In the first one, reduce the information by compressing the existing one inside each frame. Instead of describing the pixel-to-pixel image, pointing out for example the position and color of the pixels, the compression codec generalizes describing similar areas and their light and color characteristics. For example, instead of reproducing a blue sky pixel by pixel, it would be described as an area with similar light and color characteristics. In this sense, the less varied details an image presents, the codec can generalize and compress more easily. Creating videos with simple backgrounds facilitates compression and reduction, just as working with a tripod instead of a camera in hand means stabilizing the backgrounds and therefore facilitating subsequent compression.

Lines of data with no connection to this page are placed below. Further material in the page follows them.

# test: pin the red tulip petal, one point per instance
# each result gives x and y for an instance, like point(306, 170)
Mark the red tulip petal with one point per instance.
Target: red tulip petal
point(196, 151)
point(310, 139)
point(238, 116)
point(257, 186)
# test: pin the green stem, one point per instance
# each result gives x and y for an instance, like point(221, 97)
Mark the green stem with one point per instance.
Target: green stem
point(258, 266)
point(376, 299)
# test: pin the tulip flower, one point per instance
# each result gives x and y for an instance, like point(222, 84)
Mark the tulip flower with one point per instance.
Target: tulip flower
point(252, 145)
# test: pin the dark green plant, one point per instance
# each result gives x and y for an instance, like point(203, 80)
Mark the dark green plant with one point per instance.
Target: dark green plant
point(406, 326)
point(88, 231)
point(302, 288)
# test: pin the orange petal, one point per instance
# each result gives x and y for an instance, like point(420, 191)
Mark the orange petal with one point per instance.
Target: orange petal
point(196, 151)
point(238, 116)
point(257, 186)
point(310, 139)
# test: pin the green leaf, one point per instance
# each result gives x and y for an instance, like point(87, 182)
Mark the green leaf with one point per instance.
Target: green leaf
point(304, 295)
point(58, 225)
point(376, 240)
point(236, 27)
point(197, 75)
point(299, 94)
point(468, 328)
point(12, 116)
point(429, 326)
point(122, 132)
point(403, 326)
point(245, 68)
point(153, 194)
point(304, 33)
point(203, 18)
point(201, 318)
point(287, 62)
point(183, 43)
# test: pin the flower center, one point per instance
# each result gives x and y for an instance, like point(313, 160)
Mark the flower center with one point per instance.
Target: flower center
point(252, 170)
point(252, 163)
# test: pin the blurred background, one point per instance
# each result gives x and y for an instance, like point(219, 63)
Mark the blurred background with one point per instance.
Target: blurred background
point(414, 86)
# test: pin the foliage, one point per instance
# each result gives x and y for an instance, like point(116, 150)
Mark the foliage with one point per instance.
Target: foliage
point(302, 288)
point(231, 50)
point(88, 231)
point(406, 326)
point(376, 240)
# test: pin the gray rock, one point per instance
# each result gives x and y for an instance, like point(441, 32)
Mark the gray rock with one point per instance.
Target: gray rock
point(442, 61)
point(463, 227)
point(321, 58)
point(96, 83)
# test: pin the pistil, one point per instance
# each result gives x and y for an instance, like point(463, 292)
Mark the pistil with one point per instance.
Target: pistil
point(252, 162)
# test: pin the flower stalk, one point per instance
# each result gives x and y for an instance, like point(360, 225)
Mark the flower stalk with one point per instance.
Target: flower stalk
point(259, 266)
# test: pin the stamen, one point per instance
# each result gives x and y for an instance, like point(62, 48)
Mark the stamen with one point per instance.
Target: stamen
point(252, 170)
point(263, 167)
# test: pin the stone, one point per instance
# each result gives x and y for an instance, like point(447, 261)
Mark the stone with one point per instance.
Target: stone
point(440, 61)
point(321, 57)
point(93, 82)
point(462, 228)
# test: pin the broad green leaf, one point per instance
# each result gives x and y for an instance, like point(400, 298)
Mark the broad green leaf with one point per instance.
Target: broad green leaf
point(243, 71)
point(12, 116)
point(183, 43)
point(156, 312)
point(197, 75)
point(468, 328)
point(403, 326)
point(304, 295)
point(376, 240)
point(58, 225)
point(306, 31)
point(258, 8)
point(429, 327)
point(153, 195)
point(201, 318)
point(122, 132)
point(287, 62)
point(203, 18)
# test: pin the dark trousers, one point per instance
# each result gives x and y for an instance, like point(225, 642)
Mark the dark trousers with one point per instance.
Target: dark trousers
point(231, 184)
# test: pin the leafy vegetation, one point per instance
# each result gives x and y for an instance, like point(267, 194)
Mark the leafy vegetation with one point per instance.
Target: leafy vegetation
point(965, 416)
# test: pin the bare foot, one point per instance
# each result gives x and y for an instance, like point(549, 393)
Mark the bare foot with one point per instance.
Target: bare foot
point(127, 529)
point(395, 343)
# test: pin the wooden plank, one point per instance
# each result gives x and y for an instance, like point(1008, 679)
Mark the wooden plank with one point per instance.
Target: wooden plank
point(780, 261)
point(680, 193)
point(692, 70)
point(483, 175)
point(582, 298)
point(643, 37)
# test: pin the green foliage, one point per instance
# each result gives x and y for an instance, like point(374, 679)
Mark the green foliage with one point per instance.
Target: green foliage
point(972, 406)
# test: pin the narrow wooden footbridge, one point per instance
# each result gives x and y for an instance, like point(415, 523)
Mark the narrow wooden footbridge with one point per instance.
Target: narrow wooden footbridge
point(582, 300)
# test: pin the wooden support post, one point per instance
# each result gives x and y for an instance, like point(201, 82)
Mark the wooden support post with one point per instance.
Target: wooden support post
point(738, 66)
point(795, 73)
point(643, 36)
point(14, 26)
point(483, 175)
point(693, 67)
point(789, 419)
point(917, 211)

The other compression method is temporary, where the information between consecutive frames is compared and only the details that vary are stored. The reference frames from which the differences are analyzed and the subsequent ones are supported are called keyframes and contain the complete image. On the contrary, the frames that reflect the differences are called “delta frames” and only contain the information of the areas that vary with respect to the previous images.
In general, videos that show few changes between frames are compressed better and this necessarily affects the realization. At present, both the television and the cinematographic realization tend to use the camera in motion. However, the compression of dynamic videos is more problematic than the cases of more static images.